The performance of the method was confirmed based on the conformity hypothesis test, considering the definition of pair of answers (presence of concordant and discordant results using CP and CN). This test verified whether the method detected the viral nucleic acid (the results are “concordant”) or does not detect the viral nucleic acid (the results are “discordant”). Based on these data, we verified the probability of accepting or rejecting the null hypothesis (agreement method), considering a significance level of 0.05%.

Based on the results obtained, it was possible to verify some parameters that evaluate the performance of the method such as, repeatability, reproducibility, accuracy, sensitivity, and specificity. These parameters were compared using Cohen Kappa Index [18].

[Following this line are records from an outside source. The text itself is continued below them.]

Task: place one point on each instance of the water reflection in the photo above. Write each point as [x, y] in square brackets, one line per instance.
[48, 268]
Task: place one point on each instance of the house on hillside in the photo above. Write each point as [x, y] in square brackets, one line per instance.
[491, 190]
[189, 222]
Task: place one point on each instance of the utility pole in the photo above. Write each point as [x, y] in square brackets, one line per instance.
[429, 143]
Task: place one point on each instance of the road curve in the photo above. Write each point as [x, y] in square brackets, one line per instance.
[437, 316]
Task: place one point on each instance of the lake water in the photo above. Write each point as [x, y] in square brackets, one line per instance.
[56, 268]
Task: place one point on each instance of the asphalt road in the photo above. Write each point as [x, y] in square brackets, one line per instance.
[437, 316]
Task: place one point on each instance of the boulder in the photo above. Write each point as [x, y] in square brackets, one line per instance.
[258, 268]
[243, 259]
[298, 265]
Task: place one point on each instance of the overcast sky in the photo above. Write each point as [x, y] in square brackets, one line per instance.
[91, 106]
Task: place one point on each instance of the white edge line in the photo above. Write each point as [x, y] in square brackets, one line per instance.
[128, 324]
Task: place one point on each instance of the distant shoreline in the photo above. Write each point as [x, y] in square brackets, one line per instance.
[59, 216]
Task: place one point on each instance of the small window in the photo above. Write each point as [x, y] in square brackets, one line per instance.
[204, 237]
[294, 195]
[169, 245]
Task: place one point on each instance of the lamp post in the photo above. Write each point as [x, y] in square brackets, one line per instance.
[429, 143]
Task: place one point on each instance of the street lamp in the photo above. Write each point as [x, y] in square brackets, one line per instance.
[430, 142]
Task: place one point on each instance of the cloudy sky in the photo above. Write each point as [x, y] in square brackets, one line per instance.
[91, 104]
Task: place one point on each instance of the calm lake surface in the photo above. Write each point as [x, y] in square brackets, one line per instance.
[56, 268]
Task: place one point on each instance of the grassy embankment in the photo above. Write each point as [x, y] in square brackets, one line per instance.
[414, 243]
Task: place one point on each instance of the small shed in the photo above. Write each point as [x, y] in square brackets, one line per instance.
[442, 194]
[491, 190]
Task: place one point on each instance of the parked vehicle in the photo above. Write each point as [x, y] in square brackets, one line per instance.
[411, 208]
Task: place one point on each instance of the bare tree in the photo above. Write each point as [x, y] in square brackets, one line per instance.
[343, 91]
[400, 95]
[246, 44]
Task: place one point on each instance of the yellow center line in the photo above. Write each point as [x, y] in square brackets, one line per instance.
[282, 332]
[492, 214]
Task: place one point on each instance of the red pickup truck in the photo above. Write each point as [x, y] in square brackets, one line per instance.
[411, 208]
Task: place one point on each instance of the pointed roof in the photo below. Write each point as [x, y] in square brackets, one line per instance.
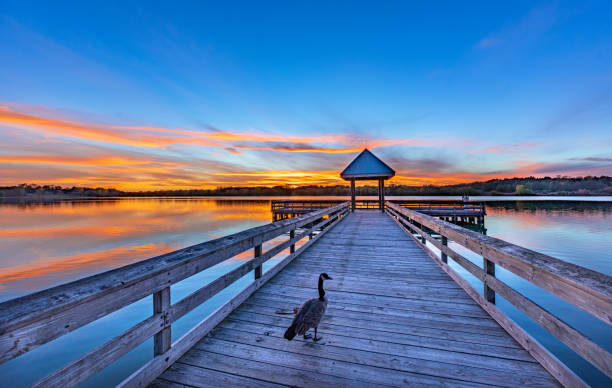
[367, 166]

Detection GII.17_2014 strains by RT-PCR

Four genomic fragments containing the NoV polymerase and VP1 regions were amplified by RT-PCR. The RT-PCR was performed in a 25-μL reaction volume comprising 8 μL of viral RNA, 16 μL of reagent mixture (0.5 μL H₂O-free DNAse/RNAse, 12.5 μL of 2X Reaction Mix, 1 μL of each primer, 1 μL SuperScript® III RT/Platinum™ Taq Mix), and 1 μL of DMSO. The PCR conditions were as follows: For primers II.17-3F,3R and II.17- 4F,4R [45 °C for 30 min, 94 °C for 3 mins, followed by 35 cycles of 94 °C for 30 s, 55 °C for 30 s, and 68 °C for 90 s, and finally 68 °C for 5 min]; For primers LNOV 5KF/5KR [45 °C for 30 min, 94 °C for 5 min, followed by 35 cycles of 94 °C for 30 s, 58 °C for 1 min, and 72 °C for 1 min and finally 72 °C for 10 min]; primers LNOV 6KF/6KR [45 °C for 30 min, 94 °C for 5 min, followed by 35 cycles of 94 °C for 30 s, 55 °C for 1 min, and 72 °C for 1 min, and finally 72 °C for 10 min]. The amplicons were visualized on 1.5% agarose gels stained with SYBR Safe DNA Gel Stain (Invitrogen, USA).

Sequencing

The amplicons were purified using the QIAquick PCR Purification kit (Qiagen, Hilden, Germany). Direct sequencing was performed using the same primer set used in the PCR and Big Dye Terminator v.3.1 Cycle Sequencing Kit (Applied Biosystems, Foster City, CA, USA) in the 3130xl Genetic Analyzer automatic sequencer (Applied Biosystems, Foster City, CA, USA).

NoV genotyping and evolutionary analysis

The genotype was identified using the Norovirus Genotyping Tool 1.0, Basic Local Alignment Search Tool (BLAST) and Human calicivirus Typing tool (https://norovirus.phiresearchlab.org/). All genomes or complete ORF2 GII.17 sequences registered in the GenBank were used for evolutionary analysis. The final database comprised 85 sequences after data formatting using the CD-Hit program (Cluster Database at High Identity with Tolerance) to split the sequences with 100% identity (Additional file 1) [19]. The sequences obtained in this study were deposited in the GenBank database under accession numbers: MN045201, MN045199, MN045191, MN045193, MN045195, MN045196, MN045197, MN045200, MN045203, MN045192, MN045194, and MN045198.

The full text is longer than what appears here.